Selective serotonin-reuptake inhibitors (SSRIs) can cause bone loss, especially if treatment lasts for more than a year. Maria Jose Ortuño, PhD, a postdoctoral fellow at Columbia University in New York, and colleagues sought to better understand the cellular basis underlying the time-dependent effect of SSRIs on bone. To do this, they used bone histomorphometry to examine bone mass accrual in mice treated with fluoxetine (Flx). The researchers published their descriptions of how SSRIs affect bone remodeling on Sept. 5 in Nature Medicine.1 They found that Flx had two distinct effects that shifted over time. The effects could be characterized as those associated with shorter-term use (increased bone mass) and those associated with longer-term use (decreased bone mass).
To better understand the shorter-term effects, the investigators treated primary osteoclast cultures with SSRIs and noted a decrease in the number of differentiated osteoclasts. Specifically, Flx inhibited the fusion of mononuclear cells that was a required step in the formation of mature, functional osteoclasts. The effect appeared to be independent of serotonin reuptake by the 5-hydroxytryptamine transporter (5HTT). Instead, treatment of cell cultures with Flx directly resulted in decreased expression of the transcription-factor-encoding oncogene Fos, as well as the downstream target of Fos, c-Fos.

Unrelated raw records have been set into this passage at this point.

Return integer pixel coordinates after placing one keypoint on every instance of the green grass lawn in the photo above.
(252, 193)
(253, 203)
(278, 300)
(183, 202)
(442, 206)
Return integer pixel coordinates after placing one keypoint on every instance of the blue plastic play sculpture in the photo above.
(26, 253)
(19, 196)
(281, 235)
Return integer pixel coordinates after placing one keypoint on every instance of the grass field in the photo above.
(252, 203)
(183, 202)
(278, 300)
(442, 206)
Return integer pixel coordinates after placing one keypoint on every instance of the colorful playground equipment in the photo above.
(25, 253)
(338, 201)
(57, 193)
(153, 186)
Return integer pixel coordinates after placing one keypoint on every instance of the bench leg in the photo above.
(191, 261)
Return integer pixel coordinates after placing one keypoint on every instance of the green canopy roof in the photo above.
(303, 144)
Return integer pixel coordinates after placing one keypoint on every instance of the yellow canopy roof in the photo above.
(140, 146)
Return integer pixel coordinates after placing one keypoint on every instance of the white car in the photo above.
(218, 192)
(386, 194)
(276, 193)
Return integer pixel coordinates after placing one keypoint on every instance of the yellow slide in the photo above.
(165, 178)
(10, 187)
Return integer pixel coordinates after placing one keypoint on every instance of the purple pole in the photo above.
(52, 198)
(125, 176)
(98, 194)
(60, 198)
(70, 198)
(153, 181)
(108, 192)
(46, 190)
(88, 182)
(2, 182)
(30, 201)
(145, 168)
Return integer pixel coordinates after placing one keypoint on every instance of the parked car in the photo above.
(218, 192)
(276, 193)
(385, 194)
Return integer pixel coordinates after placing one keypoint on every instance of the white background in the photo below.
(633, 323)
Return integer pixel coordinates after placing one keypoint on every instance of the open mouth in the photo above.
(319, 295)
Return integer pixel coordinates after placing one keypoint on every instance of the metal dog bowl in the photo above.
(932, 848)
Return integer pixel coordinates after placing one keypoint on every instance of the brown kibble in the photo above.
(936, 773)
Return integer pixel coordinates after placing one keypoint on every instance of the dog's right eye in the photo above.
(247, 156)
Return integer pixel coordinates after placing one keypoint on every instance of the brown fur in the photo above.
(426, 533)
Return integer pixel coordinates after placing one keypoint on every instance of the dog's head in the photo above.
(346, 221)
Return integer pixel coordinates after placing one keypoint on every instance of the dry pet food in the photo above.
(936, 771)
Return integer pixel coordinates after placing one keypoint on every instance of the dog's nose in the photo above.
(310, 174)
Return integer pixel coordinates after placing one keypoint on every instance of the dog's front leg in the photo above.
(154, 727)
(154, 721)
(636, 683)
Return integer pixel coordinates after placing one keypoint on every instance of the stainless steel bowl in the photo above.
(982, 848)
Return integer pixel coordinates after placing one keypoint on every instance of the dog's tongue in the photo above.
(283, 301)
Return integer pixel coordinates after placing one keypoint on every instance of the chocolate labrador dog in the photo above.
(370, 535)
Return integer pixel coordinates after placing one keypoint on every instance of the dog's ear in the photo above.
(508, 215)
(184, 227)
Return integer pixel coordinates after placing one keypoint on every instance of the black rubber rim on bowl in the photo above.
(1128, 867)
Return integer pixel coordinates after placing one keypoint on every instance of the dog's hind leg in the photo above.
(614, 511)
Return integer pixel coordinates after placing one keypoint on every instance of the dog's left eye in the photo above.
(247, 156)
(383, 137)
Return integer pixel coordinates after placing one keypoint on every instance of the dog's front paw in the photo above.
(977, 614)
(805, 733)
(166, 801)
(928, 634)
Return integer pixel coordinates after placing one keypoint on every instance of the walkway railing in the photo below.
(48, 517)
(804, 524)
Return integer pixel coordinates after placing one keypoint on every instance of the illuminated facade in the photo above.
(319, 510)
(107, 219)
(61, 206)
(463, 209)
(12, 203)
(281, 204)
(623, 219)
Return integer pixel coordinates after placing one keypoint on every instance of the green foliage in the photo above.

Likewise, the decrease in Fos expression did not result from signaling through the direct receptor activator of nuclear factor kappa-B ligand (RANKL), but instead appeared to be the result of direct impairment of the Ca2+-calmodulin-CREB-Nfatc1 signaling cascade that is required for the differentiation and function of osteoclasts. All told, the direct effect of Flx on osteoclast formation could explain the higher bone mass observed in mice following a three-week treatment with Flx.
The investigators then searched for an indirect mechanism that might explain the bone loss seen after the mice had been treated for six weeks with Flx. They found that the urine concentrations of epinephrine and norepinephrine were significantly higher after six weeks of treatment with Flx as compared with three weeks of treatment. This suggested to the researchers that there might be a role for sympathetic output in the bone loss. Further experiments led them to conclude that, over time, Flx progressively increases serotonin signaling in the brain, thereby, inducing desensitization of 5-hydroxytryptamine receptor 2C (Htr2c) and increased sympathetic output. This conclusion was further reinforced by the observation that mice that lacked the gene coding for the enzyme necessary for brain serotonin synthesis (Tph2) did not experience the characteristic wild-type reduced bone-formation parameters after treatment with Flx.